Scientists criticise nuclear plans

The government’s attempts to reach consensus over plans for a new generation of nuclear power stations have once again provoked controversy.

A group of prominent academics and scientists has criticised the government’s consultation on energy supply, warning it failed to address crucial questions such as the risk from radiation, safe disposal of nuclear waste and the increased possibility of a terror attack.

The five-month consultation, which ministers will officially respond to next week, marks the government’s second attempt to reach agreement on a second generation of nuclear power stations.

An initial consultation on energy early last year was ruled unlawful by a high court judge, who found its methodology “seriously flawed”.

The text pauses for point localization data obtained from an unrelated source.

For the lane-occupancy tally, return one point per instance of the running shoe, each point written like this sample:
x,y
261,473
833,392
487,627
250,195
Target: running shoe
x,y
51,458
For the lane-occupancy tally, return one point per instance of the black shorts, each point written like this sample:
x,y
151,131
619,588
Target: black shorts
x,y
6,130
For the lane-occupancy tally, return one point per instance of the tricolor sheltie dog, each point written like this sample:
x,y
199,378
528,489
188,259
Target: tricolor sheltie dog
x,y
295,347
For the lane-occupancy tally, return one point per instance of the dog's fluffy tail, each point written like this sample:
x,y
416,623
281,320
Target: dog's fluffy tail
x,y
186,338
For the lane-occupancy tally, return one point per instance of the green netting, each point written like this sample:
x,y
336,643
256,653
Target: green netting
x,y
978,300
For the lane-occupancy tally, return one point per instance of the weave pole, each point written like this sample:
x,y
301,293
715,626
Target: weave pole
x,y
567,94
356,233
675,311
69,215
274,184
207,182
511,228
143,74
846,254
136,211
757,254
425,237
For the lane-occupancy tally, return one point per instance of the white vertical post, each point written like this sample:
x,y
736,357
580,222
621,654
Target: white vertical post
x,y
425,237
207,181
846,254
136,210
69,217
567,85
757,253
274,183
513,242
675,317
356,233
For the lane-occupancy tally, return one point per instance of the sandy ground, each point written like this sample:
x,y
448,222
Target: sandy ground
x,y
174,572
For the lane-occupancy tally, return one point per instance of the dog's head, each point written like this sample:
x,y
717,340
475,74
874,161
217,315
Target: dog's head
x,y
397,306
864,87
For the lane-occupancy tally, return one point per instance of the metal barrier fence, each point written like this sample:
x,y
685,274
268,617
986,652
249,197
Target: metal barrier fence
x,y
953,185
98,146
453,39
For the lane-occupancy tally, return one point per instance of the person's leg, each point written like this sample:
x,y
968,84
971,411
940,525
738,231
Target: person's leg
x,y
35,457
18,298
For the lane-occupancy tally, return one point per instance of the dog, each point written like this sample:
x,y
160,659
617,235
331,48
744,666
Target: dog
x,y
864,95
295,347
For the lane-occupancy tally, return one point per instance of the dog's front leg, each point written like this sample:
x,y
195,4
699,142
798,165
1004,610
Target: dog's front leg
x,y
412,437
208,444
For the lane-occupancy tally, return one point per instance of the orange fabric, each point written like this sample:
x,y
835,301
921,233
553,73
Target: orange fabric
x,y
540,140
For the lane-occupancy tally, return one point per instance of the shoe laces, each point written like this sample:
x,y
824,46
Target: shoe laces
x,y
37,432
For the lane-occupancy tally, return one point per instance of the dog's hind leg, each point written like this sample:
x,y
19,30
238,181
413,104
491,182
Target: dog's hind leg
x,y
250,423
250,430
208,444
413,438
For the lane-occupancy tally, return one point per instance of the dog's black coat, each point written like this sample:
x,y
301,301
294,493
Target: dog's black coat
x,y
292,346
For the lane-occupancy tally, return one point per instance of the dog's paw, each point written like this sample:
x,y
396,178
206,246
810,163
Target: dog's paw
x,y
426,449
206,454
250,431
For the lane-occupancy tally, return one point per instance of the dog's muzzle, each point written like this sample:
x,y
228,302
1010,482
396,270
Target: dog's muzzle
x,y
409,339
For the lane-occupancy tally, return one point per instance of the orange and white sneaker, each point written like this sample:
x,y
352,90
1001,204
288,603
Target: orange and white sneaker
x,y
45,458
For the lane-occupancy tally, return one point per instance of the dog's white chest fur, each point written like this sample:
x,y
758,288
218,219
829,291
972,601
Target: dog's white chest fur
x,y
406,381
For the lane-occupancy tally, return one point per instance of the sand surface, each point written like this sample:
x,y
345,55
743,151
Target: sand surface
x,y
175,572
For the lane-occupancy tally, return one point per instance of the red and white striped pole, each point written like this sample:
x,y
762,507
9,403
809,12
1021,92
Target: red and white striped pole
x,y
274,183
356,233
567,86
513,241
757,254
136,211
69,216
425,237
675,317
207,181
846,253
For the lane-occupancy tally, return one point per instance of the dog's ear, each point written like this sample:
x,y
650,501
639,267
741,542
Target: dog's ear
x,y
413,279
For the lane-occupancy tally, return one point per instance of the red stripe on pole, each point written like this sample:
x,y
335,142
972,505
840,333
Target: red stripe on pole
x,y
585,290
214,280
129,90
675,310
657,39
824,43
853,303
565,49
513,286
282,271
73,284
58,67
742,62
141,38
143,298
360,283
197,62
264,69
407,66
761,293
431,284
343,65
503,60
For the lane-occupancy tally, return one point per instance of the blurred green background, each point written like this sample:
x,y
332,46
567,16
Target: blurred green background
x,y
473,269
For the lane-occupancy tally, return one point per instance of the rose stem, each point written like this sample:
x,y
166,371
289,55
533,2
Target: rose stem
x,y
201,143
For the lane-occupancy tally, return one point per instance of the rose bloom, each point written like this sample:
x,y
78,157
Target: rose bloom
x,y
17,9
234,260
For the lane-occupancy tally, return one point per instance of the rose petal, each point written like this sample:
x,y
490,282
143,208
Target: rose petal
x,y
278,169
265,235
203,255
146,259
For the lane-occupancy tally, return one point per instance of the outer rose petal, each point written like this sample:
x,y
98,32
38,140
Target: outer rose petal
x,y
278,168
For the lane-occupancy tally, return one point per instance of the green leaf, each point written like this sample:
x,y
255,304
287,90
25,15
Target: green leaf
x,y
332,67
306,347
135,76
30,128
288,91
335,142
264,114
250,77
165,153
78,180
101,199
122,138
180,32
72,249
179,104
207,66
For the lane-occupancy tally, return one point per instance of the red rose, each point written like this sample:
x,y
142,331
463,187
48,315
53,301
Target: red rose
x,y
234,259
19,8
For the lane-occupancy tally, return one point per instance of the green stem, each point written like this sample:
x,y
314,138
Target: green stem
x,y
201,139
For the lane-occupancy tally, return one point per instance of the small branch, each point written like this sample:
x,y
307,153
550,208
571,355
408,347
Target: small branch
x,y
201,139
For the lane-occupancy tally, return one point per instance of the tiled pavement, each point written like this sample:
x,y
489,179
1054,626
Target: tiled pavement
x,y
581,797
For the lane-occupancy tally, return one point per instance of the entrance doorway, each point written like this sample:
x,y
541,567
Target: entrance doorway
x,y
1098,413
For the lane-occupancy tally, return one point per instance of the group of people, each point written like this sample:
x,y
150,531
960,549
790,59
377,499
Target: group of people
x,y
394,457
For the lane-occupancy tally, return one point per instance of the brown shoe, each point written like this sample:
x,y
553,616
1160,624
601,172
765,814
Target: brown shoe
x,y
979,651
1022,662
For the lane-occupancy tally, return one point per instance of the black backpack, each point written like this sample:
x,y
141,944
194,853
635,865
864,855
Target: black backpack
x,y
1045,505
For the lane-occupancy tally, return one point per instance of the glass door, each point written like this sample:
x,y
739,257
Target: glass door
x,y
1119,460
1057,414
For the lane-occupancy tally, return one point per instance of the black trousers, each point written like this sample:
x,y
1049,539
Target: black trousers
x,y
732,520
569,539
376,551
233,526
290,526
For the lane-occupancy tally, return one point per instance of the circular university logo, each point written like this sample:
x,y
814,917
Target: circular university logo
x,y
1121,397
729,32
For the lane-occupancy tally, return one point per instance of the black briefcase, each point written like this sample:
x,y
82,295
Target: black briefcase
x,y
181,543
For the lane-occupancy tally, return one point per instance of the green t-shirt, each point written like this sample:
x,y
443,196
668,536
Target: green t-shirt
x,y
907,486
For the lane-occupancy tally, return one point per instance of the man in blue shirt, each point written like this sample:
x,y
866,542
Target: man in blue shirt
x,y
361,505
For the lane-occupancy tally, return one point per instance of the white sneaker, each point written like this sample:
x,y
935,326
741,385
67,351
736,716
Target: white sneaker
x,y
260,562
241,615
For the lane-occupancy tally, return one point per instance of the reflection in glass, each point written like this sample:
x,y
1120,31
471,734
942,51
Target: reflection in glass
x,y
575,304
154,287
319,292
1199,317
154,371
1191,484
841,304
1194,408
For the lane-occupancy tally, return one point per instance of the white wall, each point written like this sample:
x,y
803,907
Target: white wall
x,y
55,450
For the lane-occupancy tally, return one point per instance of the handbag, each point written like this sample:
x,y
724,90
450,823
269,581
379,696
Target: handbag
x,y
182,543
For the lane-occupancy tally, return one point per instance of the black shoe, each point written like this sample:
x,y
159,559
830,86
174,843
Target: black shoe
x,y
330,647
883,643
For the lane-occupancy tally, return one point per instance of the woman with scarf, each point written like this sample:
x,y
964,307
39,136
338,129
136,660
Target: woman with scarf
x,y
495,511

The nuclear consultation group – which is comprised of 17 energy economists and independent government advisers on nuclear waste – found the government once again appears to have failed to properly consult on plans to allow energy companies to build new nuclear power stations.

“We are profoundly concerned that the government’s approach was designed to provide particular and limiting answers,” said Paul Dorfman, a spokesman for the independent group.

“Those answers risk locking in UK energy to an inflexible and vulnerable pathway that will prove unsustainable.”

In its 87-page report, the group claims specific issues were not consulted on in any meaningful way or satisfactorily resolved.

It states: “It has left the government vulnerable to legal challenge and may lead to hostility and mistrust of any future energy decision.”

The Department for Business, Enterprise and Regulatory Reform (BERR) has disputed renewed criticism of the consultation.

A spokeswoman insisted the process has been thorough, with the public given five months rather than the standard three to four to air their views.

She continued: “We have received 2,700 responses from the extensive consultation, which included public meetings across the UK, a written consultation document, and a website.”

Of the 1,000 people quizzed by the government on nuclear power, 44 per cent said power firms should be allowed to build new plants while 36 per cent were opposed.

Green groups, however, have raised concern the information given to people was biased and inaccurate, with the seeming mandate for nuclear power achieved through loaded questions.

The BERR cautioned: “Time is pressing. We need to make a decision on whether we should continue to get some of our electricity from nuclear, which is a low carbon form of making energy.”